Partai oposisi dari sayap kiri-moderat Norwegia memenangkan pemilihan parlemen

Rep: Lintar Satria/ Red: Christiyaningsih
Perdana Menteri Norwegia Erna Solberg kalah dalam pemilihan dan akan turun setelah berkuasa selama delapan tahun. Ilustrasi.
Foto: Reuters
Perdana Menteri Norwegia Erna Solberg kalah dalam pemilihan dan akan turun setelah berkuasa selama delapan tahun. Ilustrasi.

REPUBLIKA.CO.ID, OSLO -- Partai oposisi dari sayap kiri-moderat Norwegia memenangkan pemilihan parlemen dan akan mulai melakukan negosiasi untuk membentuk koalisi pemerintah. Perubahan iklim dan ketimpangan kekayaan diprediksi menjadi fokus pembicaraan.

Perdana Menteri Erna Solberg yang berasal dari partai konservatif kalah dalam pemilihan dan akan turun setelah berkuasa selama delapan tahun. Sementara Ketua Partai Buruh Jonas Gahr Stoere mengatakan akan membentuk pemerintahan berikutnya.

Baca Juga

Status Norwegia sebagai produsen minyak dan gas telah menjadi inti kampanye. Namun langkah menjauh dari industri petroleum dan menciptakan lapangan pekerjaan tampaknya berlangsung secara bertahap meski partai-partai pro lingkungan semakin menguat.

Demi membentuk kabinet yang seimbang, Stoere harus menarik mitra-mitra kiri moderat untuk mengompromikan berbagai kebijakan. Mulai dari kepemilikan pribadi dan minyak hingga hubungan Norwegia dengan Uni Eropa.

"Kami sebagai partai terbesar saat ini akan memastikan Norwegia akan mendapatkan pemerintahan dan jalan baru," kata Stoere dalam pidatonya dihadapan anggota partai, Selasa (14/9).

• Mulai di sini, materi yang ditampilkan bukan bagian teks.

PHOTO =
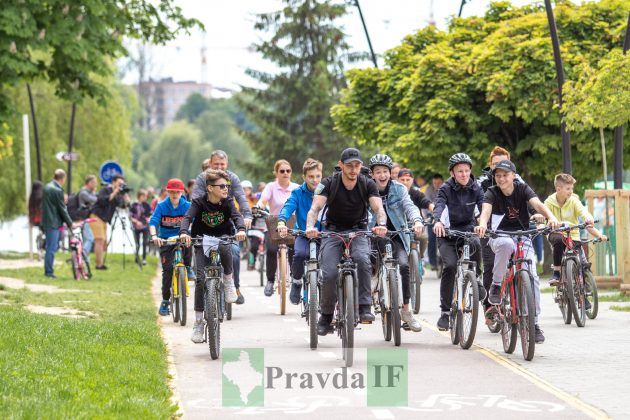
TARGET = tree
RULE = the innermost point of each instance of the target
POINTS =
(483, 82)
(292, 114)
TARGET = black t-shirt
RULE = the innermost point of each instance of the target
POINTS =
(348, 209)
(513, 207)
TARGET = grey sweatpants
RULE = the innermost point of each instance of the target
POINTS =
(503, 248)
(329, 256)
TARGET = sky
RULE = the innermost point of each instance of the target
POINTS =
(230, 34)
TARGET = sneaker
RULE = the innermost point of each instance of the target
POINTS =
(198, 328)
(295, 295)
(540, 338)
(241, 299)
(323, 325)
(365, 313)
(164, 308)
(494, 297)
(191, 274)
(269, 289)
(443, 322)
(407, 317)
(230, 290)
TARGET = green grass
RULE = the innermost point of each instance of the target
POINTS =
(110, 366)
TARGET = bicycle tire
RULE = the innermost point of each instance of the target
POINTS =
(348, 322)
(181, 277)
(470, 311)
(282, 279)
(526, 311)
(508, 327)
(395, 307)
(313, 303)
(415, 280)
(590, 294)
(454, 319)
(211, 313)
(576, 297)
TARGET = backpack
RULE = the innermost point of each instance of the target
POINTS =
(75, 211)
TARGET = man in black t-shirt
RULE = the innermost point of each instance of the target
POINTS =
(347, 194)
(506, 203)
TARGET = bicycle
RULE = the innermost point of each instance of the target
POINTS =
(575, 279)
(311, 289)
(214, 310)
(465, 304)
(179, 283)
(78, 258)
(516, 314)
(387, 292)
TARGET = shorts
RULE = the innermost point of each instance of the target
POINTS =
(99, 227)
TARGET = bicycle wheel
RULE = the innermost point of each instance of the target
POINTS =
(455, 318)
(575, 293)
(282, 279)
(348, 322)
(590, 294)
(211, 312)
(395, 307)
(508, 324)
(313, 304)
(415, 280)
(526, 311)
(470, 310)
(181, 288)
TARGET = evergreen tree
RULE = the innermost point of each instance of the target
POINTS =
(292, 114)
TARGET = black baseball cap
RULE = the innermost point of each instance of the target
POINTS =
(350, 155)
(505, 165)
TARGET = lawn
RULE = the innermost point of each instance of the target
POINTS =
(109, 365)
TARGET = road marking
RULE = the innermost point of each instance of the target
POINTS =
(591, 411)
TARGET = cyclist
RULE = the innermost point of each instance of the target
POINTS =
(274, 195)
(300, 203)
(348, 194)
(399, 209)
(165, 222)
(507, 203)
(567, 207)
(212, 214)
(219, 161)
(458, 201)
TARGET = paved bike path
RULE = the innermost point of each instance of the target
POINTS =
(444, 380)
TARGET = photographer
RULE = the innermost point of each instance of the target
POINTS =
(108, 199)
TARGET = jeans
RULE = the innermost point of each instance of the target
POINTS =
(503, 249)
(52, 245)
(330, 255)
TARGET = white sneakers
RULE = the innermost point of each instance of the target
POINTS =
(407, 316)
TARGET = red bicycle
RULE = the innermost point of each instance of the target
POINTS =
(517, 311)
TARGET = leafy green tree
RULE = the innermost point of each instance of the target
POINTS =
(292, 113)
(485, 81)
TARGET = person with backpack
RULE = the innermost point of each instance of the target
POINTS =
(347, 194)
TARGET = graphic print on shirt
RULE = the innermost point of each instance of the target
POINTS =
(213, 218)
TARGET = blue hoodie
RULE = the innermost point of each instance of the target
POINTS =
(299, 202)
(168, 220)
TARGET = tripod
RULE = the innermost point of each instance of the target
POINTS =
(123, 223)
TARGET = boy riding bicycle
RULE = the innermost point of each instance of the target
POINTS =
(212, 214)
(165, 222)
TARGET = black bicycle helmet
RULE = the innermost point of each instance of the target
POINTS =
(381, 160)
(458, 158)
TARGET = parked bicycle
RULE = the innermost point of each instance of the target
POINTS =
(214, 305)
(179, 284)
(516, 314)
(465, 304)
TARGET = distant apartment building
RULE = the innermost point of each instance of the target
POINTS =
(162, 98)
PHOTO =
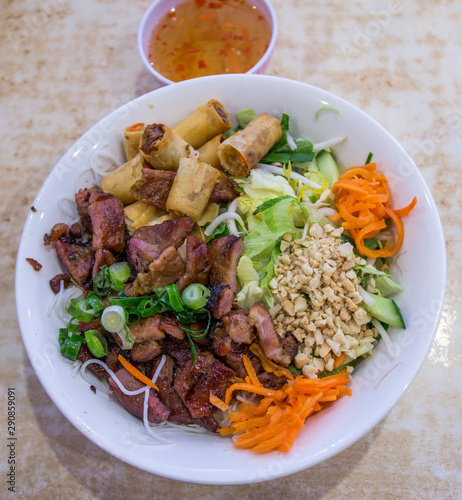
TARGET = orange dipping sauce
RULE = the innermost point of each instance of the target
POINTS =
(208, 37)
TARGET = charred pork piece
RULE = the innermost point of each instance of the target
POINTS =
(220, 343)
(148, 242)
(59, 230)
(75, 231)
(82, 200)
(147, 350)
(225, 252)
(102, 258)
(179, 350)
(154, 187)
(170, 325)
(55, 282)
(108, 222)
(78, 260)
(195, 384)
(198, 263)
(237, 326)
(220, 300)
(166, 269)
(179, 413)
(157, 412)
(224, 190)
(147, 329)
(269, 340)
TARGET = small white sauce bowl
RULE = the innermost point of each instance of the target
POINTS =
(159, 8)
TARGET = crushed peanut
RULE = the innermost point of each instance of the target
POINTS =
(318, 292)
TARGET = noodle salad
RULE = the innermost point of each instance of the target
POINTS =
(227, 279)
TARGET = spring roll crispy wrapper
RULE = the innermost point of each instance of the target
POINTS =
(208, 152)
(162, 148)
(132, 136)
(192, 188)
(120, 181)
(243, 150)
(205, 123)
(140, 213)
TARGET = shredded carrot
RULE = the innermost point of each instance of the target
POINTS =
(135, 127)
(362, 199)
(221, 405)
(136, 373)
(229, 53)
(268, 365)
(208, 16)
(276, 422)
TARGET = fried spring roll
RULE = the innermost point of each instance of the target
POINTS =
(243, 150)
(208, 152)
(192, 188)
(120, 181)
(162, 148)
(132, 136)
(205, 123)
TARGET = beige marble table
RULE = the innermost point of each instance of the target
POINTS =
(66, 64)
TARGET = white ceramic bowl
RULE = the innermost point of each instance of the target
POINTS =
(160, 7)
(377, 384)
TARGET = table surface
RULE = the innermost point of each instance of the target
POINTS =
(65, 65)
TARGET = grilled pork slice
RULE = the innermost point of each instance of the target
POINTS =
(148, 242)
(198, 263)
(225, 252)
(108, 222)
(77, 258)
(195, 384)
(269, 340)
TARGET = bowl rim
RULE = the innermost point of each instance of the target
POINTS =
(297, 467)
(259, 65)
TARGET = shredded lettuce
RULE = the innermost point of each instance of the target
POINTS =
(261, 186)
(285, 216)
(246, 272)
(282, 152)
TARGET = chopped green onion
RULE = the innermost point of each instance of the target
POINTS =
(125, 301)
(149, 307)
(96, 343)
(132, 316)
(72, 346)
(174, 297)
(195, 296)
(73, 326)
(102, 283)
(95, 303)
(119, 272)
(113, 318)
(326, 106)
(80, 309)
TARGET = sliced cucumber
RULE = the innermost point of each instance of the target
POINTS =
(327, 166)
(386, 286)
(385, 310)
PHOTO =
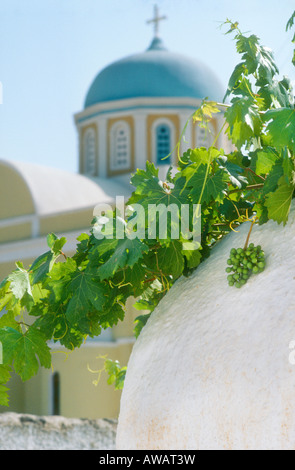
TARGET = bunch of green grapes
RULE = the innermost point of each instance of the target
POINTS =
(243, 262)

"Dalam beberapa hari ke depan, saya akan mengundang pemimpin semua partai yang ingin membuat perubahan," tambahnya.

Ia menuturkan akan memulai pertemuan tersebut dengan ketua Centre Partai dan Socialist Left. Nilai mata uang Norwegia saat ini belum banyak berubah, diperdagangkan 10.20 crown per euro.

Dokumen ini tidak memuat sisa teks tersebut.